The Blues initial trip to Ewood Park was abandoned towards the final stages due to a waterlogged pitch, forcing the game to be replayed in full in December, ending 1-1.

Town were then due to head to Pompey in January, but a frozen pitch at Fratton Park saw that game postponed. The rearranged fixture, set for early February, met the same fate due to excessive rainfall.

Revealing the financial toll it has taken on Ipswich, Ashton has pushed for pitch regulations to be introduced by the EFL, forcing clubs to invest a certain amount into their playing surface every year.

“You’d love to be able to tell the fans everything that you’re doing,” he told BBC Radio Suffolk. “We made a representation to the EFL’s board directly after the Blackburn postponement.

The Blues saw their first trip to Ewood Park abandoned due to a waterlogged pitch (Image: Ross Halls)

“I think this needs to be regulated. We regulate the floodlights, we regulate so many things within our stadium. But the key element, which is the pitch, isn’t regulated.

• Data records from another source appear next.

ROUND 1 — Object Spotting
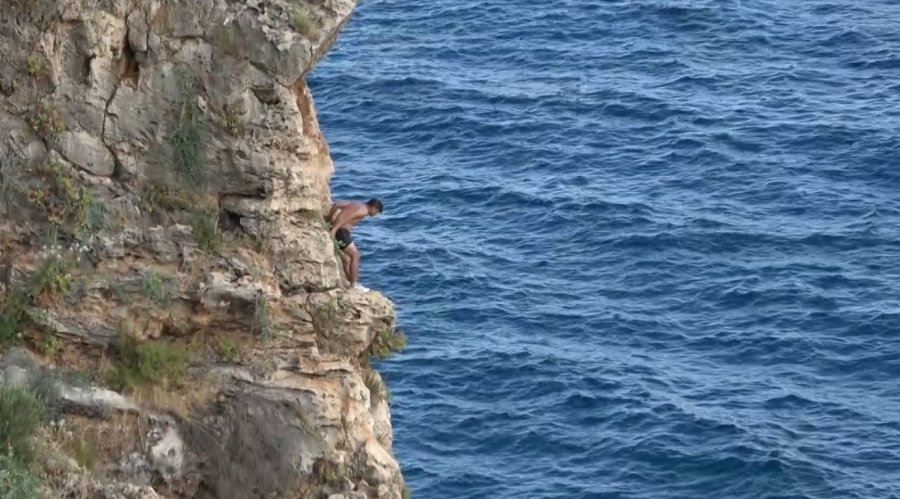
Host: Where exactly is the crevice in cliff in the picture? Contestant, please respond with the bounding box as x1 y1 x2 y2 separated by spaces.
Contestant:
100 31 141 178
116 32 141 87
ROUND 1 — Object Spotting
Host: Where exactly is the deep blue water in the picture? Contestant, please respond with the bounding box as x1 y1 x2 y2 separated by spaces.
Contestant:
310 0 900 499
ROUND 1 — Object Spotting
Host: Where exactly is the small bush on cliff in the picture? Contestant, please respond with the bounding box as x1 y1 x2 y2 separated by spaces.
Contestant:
363 369 391 405
218 337 241 364
38 333 62 357
141 270 172 307
169 71 206 188
25 53 46 78
110 331 189 392
0 255 72 346
191 210 222 253
0 449 41 499
372 328 406 360
28 101 66 139
0 386 44 465
291 4 319 40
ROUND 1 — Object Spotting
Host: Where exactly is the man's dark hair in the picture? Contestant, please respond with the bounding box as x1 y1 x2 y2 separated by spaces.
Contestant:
366 198 384 213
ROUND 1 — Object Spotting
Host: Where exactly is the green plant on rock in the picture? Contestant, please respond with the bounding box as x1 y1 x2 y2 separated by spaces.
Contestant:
372 328 406 360
191 210 222 253
363 369 391 405
25 52 46 78
0 289 28 345
28 161 101 239
62 436 100 471
0 448 41 499
0 386 44 464
0 255 72 346
38 333 62 357
169 71 206 188
28 101 66 139
28 254 72 298
291 3 319 40
141 270 172 307
253 292 272 347
218 337 241 364
110 330 190 392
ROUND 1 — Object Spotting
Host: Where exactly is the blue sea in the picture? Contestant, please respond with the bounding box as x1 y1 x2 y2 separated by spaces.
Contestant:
310 0 900 499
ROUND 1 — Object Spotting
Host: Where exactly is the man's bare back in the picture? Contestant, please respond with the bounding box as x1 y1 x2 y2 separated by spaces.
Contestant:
326 199 384 289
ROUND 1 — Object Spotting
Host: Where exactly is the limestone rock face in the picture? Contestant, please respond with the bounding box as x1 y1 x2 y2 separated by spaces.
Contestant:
0 0 404 498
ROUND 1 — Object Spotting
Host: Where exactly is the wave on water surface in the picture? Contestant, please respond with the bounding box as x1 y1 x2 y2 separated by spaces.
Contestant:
310 0 900 499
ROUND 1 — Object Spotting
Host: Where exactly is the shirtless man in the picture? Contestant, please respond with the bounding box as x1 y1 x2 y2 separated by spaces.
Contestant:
327 198 384 291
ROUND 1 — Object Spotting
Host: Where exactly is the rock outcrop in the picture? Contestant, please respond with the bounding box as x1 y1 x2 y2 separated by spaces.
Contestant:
0 0 404 499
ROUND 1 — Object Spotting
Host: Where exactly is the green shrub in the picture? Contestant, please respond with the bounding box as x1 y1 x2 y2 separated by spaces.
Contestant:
364 369 391 405
291 4 319 40
0 386 44 464
62 436 100 471
110 331 190 392
28 255 72 298
25 53 45 78
141 270 172 307
169 71 206 188
219 337 241 363
38 333 62 357
0 448 41 499
0 289 28 345
28 101 66 139
191 210 222 253
372 328 406 360
0 255 72 346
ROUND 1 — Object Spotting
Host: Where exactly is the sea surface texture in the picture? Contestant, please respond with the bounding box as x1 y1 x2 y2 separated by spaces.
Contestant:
310 0 900 499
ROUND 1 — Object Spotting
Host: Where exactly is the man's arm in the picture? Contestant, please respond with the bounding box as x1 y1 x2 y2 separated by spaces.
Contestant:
325 201 350 222
331 209 362 236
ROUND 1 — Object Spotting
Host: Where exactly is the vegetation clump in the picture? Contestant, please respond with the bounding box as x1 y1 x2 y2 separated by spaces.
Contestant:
28 101 66 139
363 369 391 405
218 337 241 364
110 331 190 393
25 52 46 78
191 210 222 253
0 386 44 465
169 72 206 189
141 270 172 307
0 254 72 346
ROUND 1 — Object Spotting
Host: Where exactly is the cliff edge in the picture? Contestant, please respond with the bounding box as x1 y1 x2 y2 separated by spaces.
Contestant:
0 0 408 499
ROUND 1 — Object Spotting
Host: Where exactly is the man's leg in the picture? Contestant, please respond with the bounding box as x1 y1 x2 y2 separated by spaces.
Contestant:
344 243 360 286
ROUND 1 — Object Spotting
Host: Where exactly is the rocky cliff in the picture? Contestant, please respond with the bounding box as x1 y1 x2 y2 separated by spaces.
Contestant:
0 0 406 499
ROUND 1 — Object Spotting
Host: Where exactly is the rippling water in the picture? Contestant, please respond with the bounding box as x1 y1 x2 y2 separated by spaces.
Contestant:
310 0 900 499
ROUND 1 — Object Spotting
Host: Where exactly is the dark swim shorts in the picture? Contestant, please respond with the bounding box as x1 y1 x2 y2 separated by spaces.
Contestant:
334 229 353 250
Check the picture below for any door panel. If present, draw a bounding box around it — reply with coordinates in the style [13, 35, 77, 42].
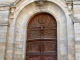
[42, 55, 57, 60]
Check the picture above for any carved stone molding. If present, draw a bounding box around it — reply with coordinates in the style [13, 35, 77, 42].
[67, 1, 73, 18]
[9, 7, 15, 26]
[36, 0, 47, 9]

“You have clubs that haven’t invested in the pitch in decades. You have clubs like us or Watford, Coventry and Bristol City who invest heavily in the pitch. You have some clubs who have dual sports on the pitch.

“I think we need independent advisors who can take control of this. We had a full EFL conference with 72 clubs last week and this was raised as an agenda item. It’s now something that’s on the Football League’s agenda.

“The madness of this is, in the three fixtures you’ve just talked about, that’s cost the football club hundreds of thousands of pounds. We’ve got no recalls to get that back.

“Those hundreds of thousands of pounds also sit against our Financial Fair Play [FFP] position, so that’s money we can’t spend on players. It’s utter madness.

“It needs to be regulated. I think chief executives need to be protected, because at some point, a chief executive will go to the owner and say, ‘look, we need to invest half a million on the pitch’, to be told to spend it on the players.

“The reason it has to be regulated is to enforce specific minimum standards, minimum investment on an annual basis on the pitch. I think you’ll see that come.”